Nir’s first days in the kindergarten were not easy for me emotionally, but by the end of the first week, I realized how right I was to have listened to the expert advice of someone with so much experience.
Every day, when I stepped into my office, I stopped being just “the mother of” – someone who’s always anxious, always worrying, someone whose world had been turned upside down, constantly living under a huge shadow. Of course, these things remained all the time, but they weren’t my whole identity and they didn’t define me.
For a few hours each day, I was also Racheli, the colleague, the friend, the employee who takes responsibility and gets things done, and so much more. I was busy with my tasks and made sure we reached our deadlines. I would think about what I’d eat for lunch, and I’d plan my schedule to manage this or that project.
Work was an anchor for me, a place where I could feel that I was holding onto something from our past lives, and it helped me maintain my equilibrium in the midst of the chaos. I had an island of sanity, an escape from reality.

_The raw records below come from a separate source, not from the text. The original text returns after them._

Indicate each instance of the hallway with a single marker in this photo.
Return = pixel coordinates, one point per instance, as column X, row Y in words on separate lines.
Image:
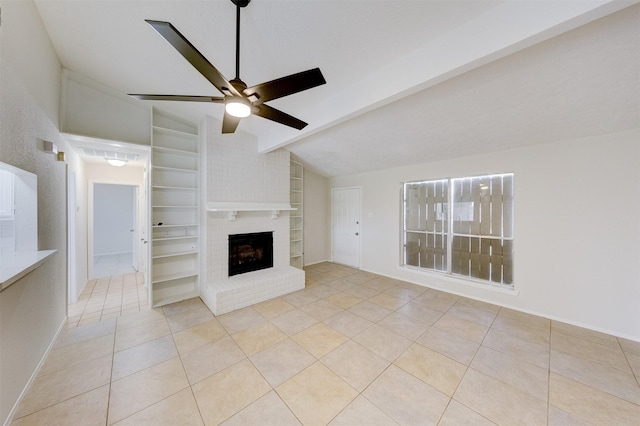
column 108, row 297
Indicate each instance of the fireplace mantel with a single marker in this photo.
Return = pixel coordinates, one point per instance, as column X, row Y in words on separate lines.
column 233, row 207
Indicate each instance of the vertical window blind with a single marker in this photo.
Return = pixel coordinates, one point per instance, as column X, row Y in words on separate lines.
column 461, row 226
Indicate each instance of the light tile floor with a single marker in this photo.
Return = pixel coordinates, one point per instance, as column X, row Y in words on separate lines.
column 108, row 297
column 113, row 264
column 353, row 348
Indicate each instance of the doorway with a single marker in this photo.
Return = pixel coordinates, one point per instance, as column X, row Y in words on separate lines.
column 114, row 224
column 72, row 289
column 345, row 226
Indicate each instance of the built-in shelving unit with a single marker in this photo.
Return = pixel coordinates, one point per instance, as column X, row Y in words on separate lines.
column 296, row 217
column 175, row 206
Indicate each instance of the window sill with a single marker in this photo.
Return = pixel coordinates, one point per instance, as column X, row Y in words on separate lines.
column 444, row 281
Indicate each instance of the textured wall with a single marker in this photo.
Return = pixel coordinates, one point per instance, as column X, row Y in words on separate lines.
column 33, row 308
column 237, row 172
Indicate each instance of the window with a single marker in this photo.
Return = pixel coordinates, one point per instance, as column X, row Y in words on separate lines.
column 461, row 226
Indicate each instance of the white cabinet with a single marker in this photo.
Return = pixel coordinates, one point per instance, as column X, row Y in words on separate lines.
column 296, row 217
column 175, row 206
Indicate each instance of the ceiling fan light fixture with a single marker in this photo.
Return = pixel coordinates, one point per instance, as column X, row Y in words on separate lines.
column 115, row 162
column 238, row 107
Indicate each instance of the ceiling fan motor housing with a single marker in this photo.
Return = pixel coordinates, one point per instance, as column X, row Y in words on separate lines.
column 241, row 3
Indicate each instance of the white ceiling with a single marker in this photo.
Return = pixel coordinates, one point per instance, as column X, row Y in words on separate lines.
column 407, row 81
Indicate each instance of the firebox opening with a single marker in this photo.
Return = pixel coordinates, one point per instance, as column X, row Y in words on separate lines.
column 250, row 252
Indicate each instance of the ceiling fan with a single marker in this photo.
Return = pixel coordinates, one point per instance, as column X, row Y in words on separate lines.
column 240, row 101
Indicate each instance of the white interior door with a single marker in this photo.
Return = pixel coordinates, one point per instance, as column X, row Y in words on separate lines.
column 72, row 290
column 134, row 230
column 345, row 226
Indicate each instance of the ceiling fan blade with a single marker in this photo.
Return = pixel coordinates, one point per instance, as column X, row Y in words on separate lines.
column 214, row 99
column 195, row 58
column 285, row 86
column 229, row 123
column 270, row 113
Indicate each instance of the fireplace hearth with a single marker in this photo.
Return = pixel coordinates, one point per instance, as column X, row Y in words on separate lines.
column 250, row 252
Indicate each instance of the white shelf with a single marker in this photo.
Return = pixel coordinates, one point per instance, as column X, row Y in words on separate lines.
column 175, row 245
column 233, row 208
column 175, row 276
column 175, row 169
column 18, row 264
column 175, row 207
column 182, row 237
column 173, row 132
column 176, row 151
column 186, row 188
column 182, row 253
column 296, row 188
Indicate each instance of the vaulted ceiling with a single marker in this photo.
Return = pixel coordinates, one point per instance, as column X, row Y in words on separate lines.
column 408, row 81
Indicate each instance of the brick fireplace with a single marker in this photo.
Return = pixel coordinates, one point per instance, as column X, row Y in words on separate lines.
column 247, row 192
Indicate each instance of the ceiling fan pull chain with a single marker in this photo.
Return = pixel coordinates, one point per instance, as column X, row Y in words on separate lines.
column 238, row 41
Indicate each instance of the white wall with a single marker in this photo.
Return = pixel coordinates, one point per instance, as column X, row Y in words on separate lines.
column 113, row 218
column 316, row 218
column 34, row 308
column 236, row 171
column 577, row 233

The decision to continue working also reflected something very important to the rest of the family – that I am still me, and that our lives were not completely succumbing to the disease.
The routine we were able to maintain, even if partially, helped us all feel that there is life beyond the disease, that the world is not about to collapse, and things will probably be fine.
All the while, standing in front of Nir was a strong mother, a mother who manages to function in difficult situations but does not break – teaching him that he will not break either.
It is said that there is none wiser than one who has experience, and it really is true. Do everything you can to not give up on yourselves. It’s hard and seems impossible, but you are lionesses and lions, and your children need you to be strong.
Maintaining a routine and keeping your anchors in life, such as your work and supportive frameworks for your children, will enable you to maintain your own strength.
The disease is a struggle for the whole family, and your strength is also the strength of your children.
I wish you all good health!
The writer is a training manager, lecturer, and facilitator.